New Ways Into the Brain’s ‘Music Room’

To address the question, Dr. McDermott, a former club and radio disc jockey, and Dr. Norman-Haignere, an accomplished classical guitarist, began gathering a library of everyday sounds — music, speech, laughter, weeping, whispering, tires squealing, flags flapping, dishes clattering, flames crackling, wind chimes tinkling. Wherever they went, they asked for suggestions. Had they missed anything?

They put the lengthy list up for a vote on the Amazon Mechanical Turk crowdsourcing service to determine which of their candidate sounds were most easily recognized and frequently heard. That mass survey yielded a set of 165 distinctive and readily identifiable sound clips of two seconds each (listen to a selection of them here). The researchers then scanned the brains of 10 volunteers (none of them musicians) as they listened to multiple rounds of the 165 sound clips.

Focusing on the brain’s auditory region — located, appropriately enough, in the temporal lobes right above the ears — the scientists analyzed voxels, or three-dimensional pixels, of the images mathematically to detect similar patterns of neuronal excitement or quietude.

“The strength of our method is that it’s hypothesis-neutral,” Dr. McDermott said. “We just present a bunch of sounds and let the data do the talking.”

The computations generated six basic response patterns, six ways the brain categorized incoming noise.

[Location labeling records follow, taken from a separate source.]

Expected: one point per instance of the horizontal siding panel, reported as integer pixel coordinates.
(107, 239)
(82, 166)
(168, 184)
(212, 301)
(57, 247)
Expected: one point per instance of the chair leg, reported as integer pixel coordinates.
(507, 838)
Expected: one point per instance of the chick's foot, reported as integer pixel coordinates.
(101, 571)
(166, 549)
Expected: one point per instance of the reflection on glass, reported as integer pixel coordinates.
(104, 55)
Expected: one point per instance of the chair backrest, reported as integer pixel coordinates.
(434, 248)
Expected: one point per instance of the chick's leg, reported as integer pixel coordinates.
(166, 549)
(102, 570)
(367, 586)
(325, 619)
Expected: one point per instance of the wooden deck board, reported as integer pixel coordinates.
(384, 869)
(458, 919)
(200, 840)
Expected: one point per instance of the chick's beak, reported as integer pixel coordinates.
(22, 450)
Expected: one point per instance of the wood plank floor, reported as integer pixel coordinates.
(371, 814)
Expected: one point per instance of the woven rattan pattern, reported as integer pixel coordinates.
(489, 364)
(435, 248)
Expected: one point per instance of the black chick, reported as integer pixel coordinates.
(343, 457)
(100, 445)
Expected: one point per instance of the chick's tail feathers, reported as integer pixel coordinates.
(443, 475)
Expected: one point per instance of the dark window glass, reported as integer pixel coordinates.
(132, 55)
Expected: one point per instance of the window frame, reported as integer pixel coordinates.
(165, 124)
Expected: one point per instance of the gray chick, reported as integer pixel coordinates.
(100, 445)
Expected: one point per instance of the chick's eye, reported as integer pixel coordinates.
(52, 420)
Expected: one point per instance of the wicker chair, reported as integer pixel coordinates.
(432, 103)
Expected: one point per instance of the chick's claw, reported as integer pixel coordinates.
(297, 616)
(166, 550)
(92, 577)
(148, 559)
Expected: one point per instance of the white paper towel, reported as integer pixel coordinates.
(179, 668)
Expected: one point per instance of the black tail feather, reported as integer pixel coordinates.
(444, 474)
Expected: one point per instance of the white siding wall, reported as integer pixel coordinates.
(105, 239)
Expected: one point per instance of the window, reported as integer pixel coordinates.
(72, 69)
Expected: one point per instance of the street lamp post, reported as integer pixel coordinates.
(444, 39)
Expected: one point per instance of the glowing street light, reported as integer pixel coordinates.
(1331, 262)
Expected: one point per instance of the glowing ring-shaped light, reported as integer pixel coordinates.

But what did the categories correspond to? Matching sound clips to activation patterns, the researchers determined that four of the patterns were linked to general physical properties of sound, like pitch and frequency. The fifth traced the brain’s perception of speech, and for the sixth the data turned operatic, disclosing a neuronal hot spot in the major crevice, or sulcus, of the auditory cortex that attended to every music clip the researchers had played.

“The sound of a solo drummer, whistling, pop songs, rap, almost everything that has a musical quality to it, melodic or rhythmic, would activate it,” Dr. Norman-Haignere said. “That’s one reason the result surprised us. The signals of speech are so much more homogeneous.”

The researchers have yet to determine exactly which acoustic features of music stimulate its dedicated pathway. The relative constancy of a musical note’s pitch? Its harmonic overlays? Even saying what music is can be tricky.